The GDPR also introduces a stronger requirement on accountability for data controllers. This means that you must be able to show that you are complying with the principles by providing evidence.
In many ways, the GDPR does not differ hugely from its predecessor (Data Protection Act 1988 – DPA) except in its more detailed definitions of:
- the higher standard for clear, unambiguous consent required
- the requirement of explicit over implied consent and option to withdraw consent
- who holds responsibility
- the requirement of proof to demonstrate how an organisation is fulfilling the regulations
Lawful data processing
Under the GDPR, the conditions for lawful processing of data are:
- Consent of the data subject
- Processing is necessary for the performance of a contract with the data subject or to take steps
- Processing is necessary for compliance with a legal obligation
- Processing is necessary to protect the vital interests of a data subject or another person
- Processing is necessary for the performance of a task carried out in the public interest or in the exercise of official authority vested in the controller
- Processing is necessary for the purposes of legitimate interests* pursued by the controller or a third party, except where such interests are overridden by the interests, rights or freedoms of the data subject
Where none of the other five lawful bases for processing data apply, explicit consent is required.

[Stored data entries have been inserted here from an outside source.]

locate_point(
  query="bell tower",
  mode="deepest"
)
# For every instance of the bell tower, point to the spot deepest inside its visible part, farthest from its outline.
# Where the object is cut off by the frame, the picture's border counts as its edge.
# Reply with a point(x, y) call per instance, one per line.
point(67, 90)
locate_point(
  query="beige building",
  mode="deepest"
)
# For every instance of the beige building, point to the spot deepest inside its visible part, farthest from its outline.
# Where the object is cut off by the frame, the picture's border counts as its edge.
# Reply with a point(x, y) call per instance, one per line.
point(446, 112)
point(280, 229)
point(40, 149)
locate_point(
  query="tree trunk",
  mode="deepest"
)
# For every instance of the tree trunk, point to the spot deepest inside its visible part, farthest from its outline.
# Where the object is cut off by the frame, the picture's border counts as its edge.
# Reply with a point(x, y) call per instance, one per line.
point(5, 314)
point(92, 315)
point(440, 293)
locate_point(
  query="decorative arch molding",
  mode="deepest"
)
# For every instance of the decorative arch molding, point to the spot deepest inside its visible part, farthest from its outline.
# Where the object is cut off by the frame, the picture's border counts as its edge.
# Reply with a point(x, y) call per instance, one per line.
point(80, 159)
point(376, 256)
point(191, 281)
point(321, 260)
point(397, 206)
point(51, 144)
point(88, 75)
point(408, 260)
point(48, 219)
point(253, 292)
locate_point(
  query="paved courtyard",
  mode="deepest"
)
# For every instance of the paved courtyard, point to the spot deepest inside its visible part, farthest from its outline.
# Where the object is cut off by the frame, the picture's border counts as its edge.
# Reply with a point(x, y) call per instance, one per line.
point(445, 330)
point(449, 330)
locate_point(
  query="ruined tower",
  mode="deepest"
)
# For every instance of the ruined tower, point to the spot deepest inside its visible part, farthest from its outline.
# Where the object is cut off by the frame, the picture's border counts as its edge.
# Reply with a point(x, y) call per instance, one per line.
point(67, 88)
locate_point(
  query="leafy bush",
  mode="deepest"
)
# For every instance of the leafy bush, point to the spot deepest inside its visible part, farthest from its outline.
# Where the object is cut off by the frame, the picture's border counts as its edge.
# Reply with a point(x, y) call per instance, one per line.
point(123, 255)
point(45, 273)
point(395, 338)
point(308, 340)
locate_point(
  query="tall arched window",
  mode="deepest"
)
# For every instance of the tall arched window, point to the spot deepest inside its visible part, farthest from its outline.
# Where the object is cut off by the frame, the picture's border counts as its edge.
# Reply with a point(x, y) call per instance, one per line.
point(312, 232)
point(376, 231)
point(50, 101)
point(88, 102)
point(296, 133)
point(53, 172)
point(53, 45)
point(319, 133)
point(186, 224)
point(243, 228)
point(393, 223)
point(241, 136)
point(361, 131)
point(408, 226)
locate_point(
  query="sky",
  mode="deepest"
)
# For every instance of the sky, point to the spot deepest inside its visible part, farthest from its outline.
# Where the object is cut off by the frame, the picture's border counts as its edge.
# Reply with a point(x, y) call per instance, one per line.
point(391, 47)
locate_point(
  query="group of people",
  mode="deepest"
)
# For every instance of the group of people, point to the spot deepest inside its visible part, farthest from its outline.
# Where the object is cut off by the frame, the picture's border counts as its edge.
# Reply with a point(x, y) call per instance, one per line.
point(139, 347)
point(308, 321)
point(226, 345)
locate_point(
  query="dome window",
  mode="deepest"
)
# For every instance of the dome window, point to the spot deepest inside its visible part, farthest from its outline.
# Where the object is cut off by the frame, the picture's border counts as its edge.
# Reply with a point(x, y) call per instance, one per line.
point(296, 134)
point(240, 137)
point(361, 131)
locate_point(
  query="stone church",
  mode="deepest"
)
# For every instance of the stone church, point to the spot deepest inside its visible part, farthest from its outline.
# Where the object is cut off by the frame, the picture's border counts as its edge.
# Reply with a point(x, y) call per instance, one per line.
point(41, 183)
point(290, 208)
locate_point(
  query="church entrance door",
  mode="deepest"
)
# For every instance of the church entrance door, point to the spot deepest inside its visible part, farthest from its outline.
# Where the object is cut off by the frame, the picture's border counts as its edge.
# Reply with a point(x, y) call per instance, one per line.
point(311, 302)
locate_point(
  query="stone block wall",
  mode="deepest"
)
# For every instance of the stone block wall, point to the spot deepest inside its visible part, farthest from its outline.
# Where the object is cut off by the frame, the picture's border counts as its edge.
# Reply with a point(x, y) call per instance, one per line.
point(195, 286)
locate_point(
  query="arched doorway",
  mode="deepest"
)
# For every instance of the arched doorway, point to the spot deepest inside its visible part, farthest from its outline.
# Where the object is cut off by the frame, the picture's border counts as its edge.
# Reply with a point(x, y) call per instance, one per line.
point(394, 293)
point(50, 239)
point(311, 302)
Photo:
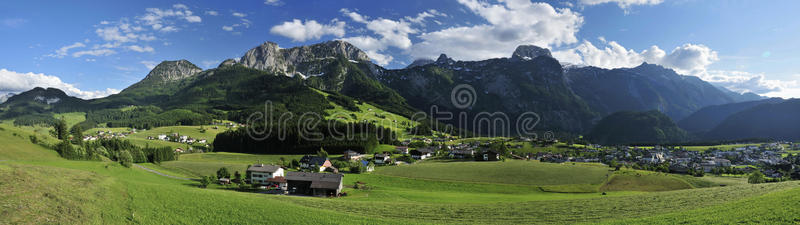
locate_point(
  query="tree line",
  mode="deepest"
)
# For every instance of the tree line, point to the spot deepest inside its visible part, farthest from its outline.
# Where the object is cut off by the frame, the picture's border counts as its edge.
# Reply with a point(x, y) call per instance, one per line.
point(360, 137)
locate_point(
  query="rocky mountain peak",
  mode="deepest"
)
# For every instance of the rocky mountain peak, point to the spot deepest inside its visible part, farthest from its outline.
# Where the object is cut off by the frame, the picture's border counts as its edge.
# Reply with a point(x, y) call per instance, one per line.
point(528, 52)
point(444, 60)
point(227, 62)
point(420, 62)
point(173, 70)
point(270, 57)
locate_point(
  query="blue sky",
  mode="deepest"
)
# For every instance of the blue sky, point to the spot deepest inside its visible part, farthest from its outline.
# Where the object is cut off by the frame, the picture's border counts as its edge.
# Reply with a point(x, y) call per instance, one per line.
point(95, 48)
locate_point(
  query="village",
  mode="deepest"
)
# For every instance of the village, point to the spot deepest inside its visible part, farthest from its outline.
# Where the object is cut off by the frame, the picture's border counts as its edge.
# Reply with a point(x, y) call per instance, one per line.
point(319, 175)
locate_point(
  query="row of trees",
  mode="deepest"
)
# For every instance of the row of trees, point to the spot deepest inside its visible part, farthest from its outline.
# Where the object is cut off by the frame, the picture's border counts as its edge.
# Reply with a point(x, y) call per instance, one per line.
point(289, 139)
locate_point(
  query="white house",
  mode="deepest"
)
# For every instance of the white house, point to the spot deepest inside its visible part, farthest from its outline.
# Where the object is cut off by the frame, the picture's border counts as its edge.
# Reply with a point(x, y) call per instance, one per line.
point(259, 173)
point(422, 153)
point(381, 159)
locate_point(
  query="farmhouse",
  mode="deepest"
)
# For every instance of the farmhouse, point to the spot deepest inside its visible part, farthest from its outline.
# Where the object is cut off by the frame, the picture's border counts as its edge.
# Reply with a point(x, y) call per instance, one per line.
point(401, 149)
point(351, 155)
point(381, 159)
point(260, 173)
point(462, 154)
point(315, 162)
point(369, 167)
point(315, 184)
point(488, 155)
point(422, 153)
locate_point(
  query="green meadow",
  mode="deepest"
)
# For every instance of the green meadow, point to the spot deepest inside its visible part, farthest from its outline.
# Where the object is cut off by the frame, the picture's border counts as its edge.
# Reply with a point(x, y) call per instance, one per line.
point(38, 187)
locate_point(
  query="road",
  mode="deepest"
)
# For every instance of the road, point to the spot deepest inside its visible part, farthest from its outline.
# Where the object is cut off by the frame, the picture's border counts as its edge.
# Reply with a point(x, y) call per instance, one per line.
point(162, 174)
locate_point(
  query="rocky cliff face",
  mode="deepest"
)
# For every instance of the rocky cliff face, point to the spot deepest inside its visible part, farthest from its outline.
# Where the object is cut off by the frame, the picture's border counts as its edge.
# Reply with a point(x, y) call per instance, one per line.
point(295, 61)
point(533, 83)
point(168, 71)
point(528, 52)
point(643, 88)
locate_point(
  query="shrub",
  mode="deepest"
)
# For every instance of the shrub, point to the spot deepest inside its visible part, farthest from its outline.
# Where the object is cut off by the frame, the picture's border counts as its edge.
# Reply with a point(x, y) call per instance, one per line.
point(223, 172)
point(125, 158)
point(205, 181)
point(756, 178)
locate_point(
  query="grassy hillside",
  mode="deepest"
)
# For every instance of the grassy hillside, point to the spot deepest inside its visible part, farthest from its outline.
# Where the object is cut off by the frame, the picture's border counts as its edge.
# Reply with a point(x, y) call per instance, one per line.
point(511, 172)
point(38, 187)
point(369, 113)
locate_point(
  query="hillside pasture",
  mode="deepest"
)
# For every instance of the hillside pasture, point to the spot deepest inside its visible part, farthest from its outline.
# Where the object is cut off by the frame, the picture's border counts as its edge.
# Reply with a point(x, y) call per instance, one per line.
point(510, 172)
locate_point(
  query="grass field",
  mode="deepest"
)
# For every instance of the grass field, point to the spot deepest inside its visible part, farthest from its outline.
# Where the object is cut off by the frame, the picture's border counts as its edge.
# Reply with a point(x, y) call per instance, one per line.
point(71, 118)
point(38, 187)
point(370, 113)
point(196, 165)
point(510, 172)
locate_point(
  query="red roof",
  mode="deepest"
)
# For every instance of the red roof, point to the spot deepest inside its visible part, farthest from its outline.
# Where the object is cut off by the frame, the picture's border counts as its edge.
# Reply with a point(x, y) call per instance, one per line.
point(277, 180)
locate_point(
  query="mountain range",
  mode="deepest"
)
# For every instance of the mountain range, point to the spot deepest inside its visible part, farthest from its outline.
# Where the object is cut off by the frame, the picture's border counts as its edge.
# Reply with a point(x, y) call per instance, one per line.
point(567, 99)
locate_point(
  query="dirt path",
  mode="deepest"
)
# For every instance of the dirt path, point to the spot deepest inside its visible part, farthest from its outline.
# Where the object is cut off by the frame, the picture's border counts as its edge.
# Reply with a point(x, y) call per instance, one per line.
point(162, 174)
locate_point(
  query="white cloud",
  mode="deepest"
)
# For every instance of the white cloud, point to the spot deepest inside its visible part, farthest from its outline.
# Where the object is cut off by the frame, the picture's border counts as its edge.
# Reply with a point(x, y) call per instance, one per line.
point(149, 64)
point(624, 4)
point(420, 18)
point(15, 82)
point(510, 24)
point(740, 81)
point(63, 51)
point(387, 33)
point(118, 33)
point(157, 18)
point(94, 52)
point(354, 16)
point(137, 48)
point(300, 31)
point(273, 2)
point(244, 22)
point(689, 59)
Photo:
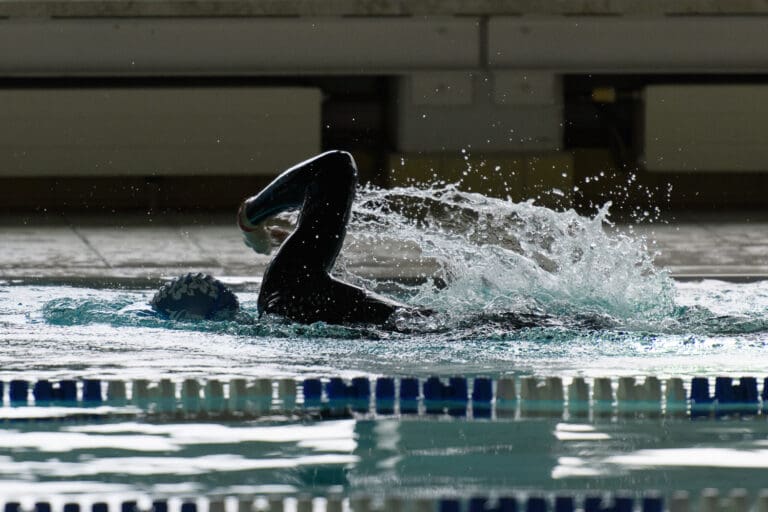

If an organization cannot prove explicit consent from a data subject, they would need to explain in detail what they believe the lawful basis for processing is in their case. In the case of churches this would likely be legitimate interest, but the responsibility would be on the data controller to be confident that such a basis would stand up in court.
As a church, you may well need to gain consent from some data subjects. Remember though that there will still be some data processing you can do as part of normal church management that doesn’t need specific consent for that particular action – for example for purely administrative purposes in the church context Section 9(2)d may apply to some personal data*.
*Section 9(2)d is a special processing basis which allows religious (amongst others) not-for-profit bodies to process data provided the processing relates only to members or former members (or those who have regular contact with it in connection with those purposes) and provided there is no disclosure to a third party without consent.
The place to start is to audit what personal data your church is holding and for each type decide on the lawful basis you are using for processing that data. If no other lawful basis applies then you will need explicit, opt-in consent and be able to produce paperwork showing that you have it. If you do not currently have this in place then you need to update/create your privacy notices and consent forms and send these to everyone you want to continue to process personal data on.